Potential role of porcine reproductive and respiratory syndrome virus structural protein GP2 in apoptosis inhibition

Abstract

Porcine reproductive and respiratory syndrome virus (PRRSV) is a serious threat to the pork industry, and its pathogenesis needs further investigations. To study the role of two structural proteins of PRRSV in virus-host cells interactions, two stable cell lines (MARC-2a and MARC-N) expressing GP2 and N proteins, respectively, were established. We induced apoptosis in these cells by treating them with staurosporine and found a significant reduction in the number of apoptotic cells in MARC-2a as compared to MARC-N and MARC-145 cells. In addition, we found significantly higher activities of transcriptional factors (NF- κ B and AP-1) in both cell lines as compared to MARC-145 (parent cells). Overall, our data suggest that, although both stable cell lines activate NF- κ B and AP-1, GP2 triggers the antiapoptotic process through an intermediate step that needs to be further investigated.

Figure 1

Characterization of GP2 and N expressing stable cell lines. (a) Agarose gel analysis. DNA was extracted from both cell lines and subjected to PCR amplification with primers specific to the 2a and N genes.
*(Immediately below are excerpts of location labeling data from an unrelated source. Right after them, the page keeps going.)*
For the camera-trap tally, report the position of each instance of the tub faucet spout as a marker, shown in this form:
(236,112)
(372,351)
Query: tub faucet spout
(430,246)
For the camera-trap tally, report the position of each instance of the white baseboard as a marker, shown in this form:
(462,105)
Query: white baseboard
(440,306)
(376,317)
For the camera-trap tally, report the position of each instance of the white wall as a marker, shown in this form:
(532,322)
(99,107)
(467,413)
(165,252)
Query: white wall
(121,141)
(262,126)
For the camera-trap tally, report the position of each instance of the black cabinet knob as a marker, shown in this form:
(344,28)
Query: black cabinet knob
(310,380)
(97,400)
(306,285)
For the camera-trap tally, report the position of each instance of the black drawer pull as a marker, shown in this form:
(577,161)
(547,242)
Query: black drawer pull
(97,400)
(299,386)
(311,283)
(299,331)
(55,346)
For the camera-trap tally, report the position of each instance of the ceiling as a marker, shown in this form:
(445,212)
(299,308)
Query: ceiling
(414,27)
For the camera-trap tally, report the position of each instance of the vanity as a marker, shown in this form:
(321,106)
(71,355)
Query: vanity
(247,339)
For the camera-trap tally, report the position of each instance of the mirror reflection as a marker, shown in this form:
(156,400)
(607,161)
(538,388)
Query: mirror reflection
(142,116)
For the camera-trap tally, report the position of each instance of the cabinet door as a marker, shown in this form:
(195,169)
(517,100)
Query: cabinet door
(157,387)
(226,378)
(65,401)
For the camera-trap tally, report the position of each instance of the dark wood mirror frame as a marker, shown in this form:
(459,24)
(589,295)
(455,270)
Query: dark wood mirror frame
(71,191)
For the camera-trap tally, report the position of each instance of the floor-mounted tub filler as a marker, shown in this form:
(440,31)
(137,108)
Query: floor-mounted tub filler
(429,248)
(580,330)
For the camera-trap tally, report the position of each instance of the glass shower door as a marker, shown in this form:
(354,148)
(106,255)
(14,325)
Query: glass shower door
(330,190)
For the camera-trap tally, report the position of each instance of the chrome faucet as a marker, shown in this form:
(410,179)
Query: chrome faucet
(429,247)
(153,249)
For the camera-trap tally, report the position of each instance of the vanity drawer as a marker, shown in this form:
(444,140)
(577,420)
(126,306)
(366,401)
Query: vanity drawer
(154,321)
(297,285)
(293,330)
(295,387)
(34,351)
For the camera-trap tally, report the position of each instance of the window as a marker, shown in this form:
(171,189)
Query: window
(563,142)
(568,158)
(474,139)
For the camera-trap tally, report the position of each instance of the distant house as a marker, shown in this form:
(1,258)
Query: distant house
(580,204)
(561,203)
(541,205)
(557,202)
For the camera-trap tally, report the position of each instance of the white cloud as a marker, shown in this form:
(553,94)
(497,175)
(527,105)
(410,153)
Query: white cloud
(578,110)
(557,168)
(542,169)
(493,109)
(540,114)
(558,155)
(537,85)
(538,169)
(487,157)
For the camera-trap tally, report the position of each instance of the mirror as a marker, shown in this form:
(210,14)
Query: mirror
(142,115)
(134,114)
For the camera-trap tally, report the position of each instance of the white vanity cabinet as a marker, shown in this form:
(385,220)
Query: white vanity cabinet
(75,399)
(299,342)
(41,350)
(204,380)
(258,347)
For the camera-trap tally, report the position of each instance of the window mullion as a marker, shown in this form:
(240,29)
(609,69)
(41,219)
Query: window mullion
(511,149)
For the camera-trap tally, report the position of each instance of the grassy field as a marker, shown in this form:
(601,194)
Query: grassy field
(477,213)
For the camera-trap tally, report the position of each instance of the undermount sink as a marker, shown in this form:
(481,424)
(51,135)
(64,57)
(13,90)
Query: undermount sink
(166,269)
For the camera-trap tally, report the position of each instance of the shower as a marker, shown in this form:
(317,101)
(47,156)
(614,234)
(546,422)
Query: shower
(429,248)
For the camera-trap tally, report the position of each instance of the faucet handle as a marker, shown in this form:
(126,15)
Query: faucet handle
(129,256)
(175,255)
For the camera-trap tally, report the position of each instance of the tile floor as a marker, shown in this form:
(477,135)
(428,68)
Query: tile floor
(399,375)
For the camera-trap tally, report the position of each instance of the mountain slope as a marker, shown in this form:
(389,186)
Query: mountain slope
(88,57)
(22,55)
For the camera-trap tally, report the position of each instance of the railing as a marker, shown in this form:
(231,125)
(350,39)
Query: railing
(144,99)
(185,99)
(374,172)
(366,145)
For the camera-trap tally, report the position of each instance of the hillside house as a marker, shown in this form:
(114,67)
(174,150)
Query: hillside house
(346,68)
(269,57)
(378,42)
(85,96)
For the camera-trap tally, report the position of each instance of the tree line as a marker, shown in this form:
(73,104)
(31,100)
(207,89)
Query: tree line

Template amplification with no DNase and no reverse transcription (RT) treatment (lanes 2 and 6); template amplification with DNase treatment and no RT (lanes 3 and 7); template amplification with DNase and RT treatment (lanes 4 and 8); no template controls (lanes 5 and 9). Lane 1 represents the GeneRuler 1 kb Plus DNA Ladder from Fermentas. (b) Immunofluorescence staining of MARC-N cells to show evidence of the N protein expression. (c) Immunofluorescence staining of MARC-145 parent cells.

Figure 2

Inhibition of apoptosis in MARC-2a cells. After incubation for 24 h with 1 μM staurosporine, MARC-145, MARC-2a, and MARC-N cells were stained with FITC-annexin V and PI (a) or Hoechst 33342 (b). The percentage of viable cells was determined by MTT assay (c). The data represent the results of three independent experiments in triplicates, and error bars indicate standard deviations of the means. P < 0.05 (*); P < 0.01 (**).

Figure 3

NF-κB and AP-1 activity in MARC-145, MARC-2a, and MARC-N cells. Cells were transfected with the secreted alkaline phosphatase (SEAP) reporter vectors: pNFκB-SEAP and pAP1-SEAP. The culture supernatants were collected and analyzed for SEAP activity and represented as relative fluorescence unit (RFU) per mL. The data represent the results of three independent experiments in triplicates, and error bars indicate standard deviations of the means. P < 0.05 (*); P < 0.01 (**).

Figure 4

Western blot analysis of NF-κB and AP-1 activation. Equal amounts of nuclear protein fractions were separated on 10% SDS-PAGE. Cytoplasmic fraction contamination was evaluated by α-tubulin antibody (data not shown). Fibrillarin antibody was used as a nuclear marker and also as a loading control. Fold changes in protein amounts are plotted. Western blot with (a) NF-κB rabbit monoclonal antibody and (b) c-Jun mouse monoclonal antibody. Arrow shows the position of the 48 kDa band corresponding to the phosphorylated form of the c-Jun protein.